Don't forget the car/truck hybrids---Chevy El Camino and the Ford Ranchero...You too could be as cool as Randall "Pink" Floyd.


----------



## csb (Apr 28, 2011)

willsee said:


> csb said:
> 
> 
> > Fair enough.
> ...


Awesome.



envirotex said:


> MA_PE said:
> 
> 
> > I never understood the concept of the part SUV/Part pickup truck like the Ridgeline and especially the "luxury" versions (Cadillac or Lincoln) they just seemed foolish.
> ...


The Subaru Baja was essentially an El Camino, just updated.


----------



## MA_PE (Apr 28, 2011)

Yep El Camino and Rachero were pretty dumb, but you could get some badass ones you could put together a mean Chevelle SS with a pickup bed.

How about the Chevy 454 SS two-wheel pickups or the Dodge Daytona pickups with the wing just above the tailgate. not the most practical things.


----------



## MGX (Apr 28, 2011)

Once I rented an HHR for a business trip. I've since dubbed it the Homo Hot Rod :f_115m_e45d7af: *

*not that there's anything wrong with that


----------



## cableguy (Apr 28, 2011)

I thought the Crossfire was a pretty decent looking car.

The Prowler was a cool looking car too, but that V6 mated to an auto-only transmission sure brought the pansy. Gimme a big V8 with a 6-speed manual.

SSR was too heavy to be sporty like a car, and too car-like to be useful as a truck.

I think some of the new offerings from Nissan are butt-ugly. The Cube and the Juke are just hideous little boxes.


----------



## MA_PE (Apr 28, 2011)

MGX said:


> Once I rented an HHR for a business trip. I've since dubbed it the Homo Hot Rod :f_115m_e45d7af: *
> 
> *not that there's anything wrong with that


I had a PT Cruiser for a rental once. Not a bad little car but iot couldn't punch it's way out of a paper bag. Felt a lot like an old VW bug to me (I had a 68 bug at one time).


----------



## wilheldp_PE (Apr 28, 2011)

MA_PE said:


> I had a PT Cruiser for a rental once. Not a bad little car but iot couldn't punch it's way out of a paper bag. Felt a lot like an old VW bug to me (I had a 68 bug at one time).

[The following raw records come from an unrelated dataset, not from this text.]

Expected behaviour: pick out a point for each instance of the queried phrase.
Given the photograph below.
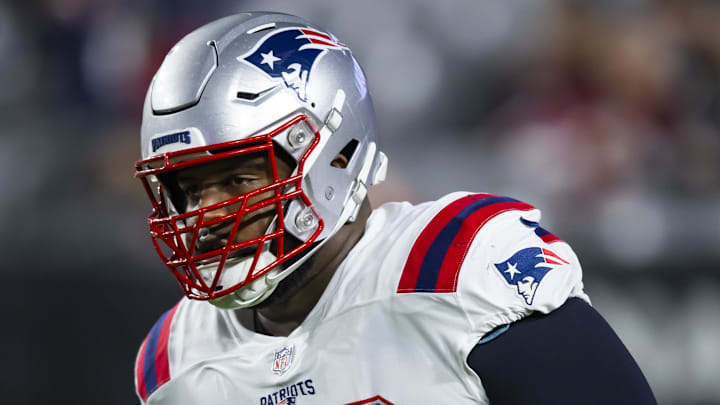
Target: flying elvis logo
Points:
(526, 269)
(282, 360)
(288, 55)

I got a PT Cruiser convertible as a rental in Ft. Lauderdale one time. You're absolutely right. It reminded me of the billboards when the new VW Bug came out..."0 to 60? Yes."


----------



## David Wooderson (Apr 28, 2011)

envirotex said:


> MA_PE said:
> 
> 
> > I never understood the concept of the part SUV/Part pickup truck like the Ridgeline and especially the "luxury" versions (Cadillac or Lincoln) they just seemed foolish.
> ...


Man, it's the same bullshit they tried to pull in my day. If it ain't that piece of paper, there's some other choice they're gonna try and make for you. You gotta do what Randall Pink Floyd wants to do man. Let me tell you this, the older you do get the more rules they're gonna try to get you to follow. You just gotta keep livin' man, L-I-V-I-N.


----------



## Kephart P.E. (Apr 28, 2011)

I drove a Ridgeline and it was really nice.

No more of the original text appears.